A Bug In Batch Mode Adaptive Join Plan Timings
Video Summary
In this video, I delve into a fascinating issue related to adaptive join plans and operator times in SQL Server. Erik Darling from Darling Data highlights discrepancies between the actual execution time of queries and what is displayed in the query plan when using adaptive joins. Specifically, he demonstrates how the time spent on certain operators is not accurately reflected, leading to confusion and potential frustration for database administrators and developers. To address this issue, I’ve opened a user voice item urging Microsoft to rectify these inaccuracies. If you’re interested in supporting this effort or learning more about SQL Server performance tuning, be sure to check out the helpful links provided in the video description, including options to hire me for consulting, buy my training materials, and become a paid member of the channel.
Full Transcript
Erik Darling here with Darling Data. And this is just a quick video to promote a user voice item that I opened up about, what do you call it there? Bugs with operator times and adaptive join plans. That’s, I guess what that says, isn’t it? Anyway, down in the video description, all sorts of helpful links. You can hire me, you can buy my training, you can become a supporting paid member of the channel.
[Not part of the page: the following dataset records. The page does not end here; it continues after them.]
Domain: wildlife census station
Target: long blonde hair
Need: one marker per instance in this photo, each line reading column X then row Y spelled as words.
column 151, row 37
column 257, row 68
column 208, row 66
You can ask me questions for free for my Office Hours episodes, and of course, as always, please do if you enjoy this content, even in the most modest increments, like subscribe, tell a friend, and all that stuff. I still am speaking, as far as I know, hopefully, at Past Data Community Summit coming up in Seattle, November 17th to 21st, where Ms. Kendra Little and I will be delivering the two most fantastic days of T-SQL pre-cons that you have ever seen in your entire life. So, hope to see you there. And as a, just a little teaser note on that, I sent the order for my new line of promotional T-shirts out to the printers yesterday. So, I will have brand new, very cool, very funny T-shirts to give to attendees of the pre-cons. So, we all have that to look forward to. Anyway, oh, I clicked one too many times. Let’s take a look at a couple things.
So, these are the two queries that I’m going to start with, right? So, one of them, they’re both the same query. The only difference is one of them has this use hint, disable batch mode adaptive joins thing. If we look at the operator times for these two queries, we’ll see that they both take, I mean, close enough to the same amount of time. 38.7 and 38.57. So, like 500 milliseconds difference, but that’s not really the issue.
The thing is that in the second plan, you’ll notice that the hash match inner join, like, so this is a batch mode plan, right? Mostly. We didn’t get a batch mode adaptive join, but we did get a batch mode hash join, which I’ll show you in a second. But you’ll notice that this thing correctly accounts for about 30 seconds of time spent in the batch mode hash join, right?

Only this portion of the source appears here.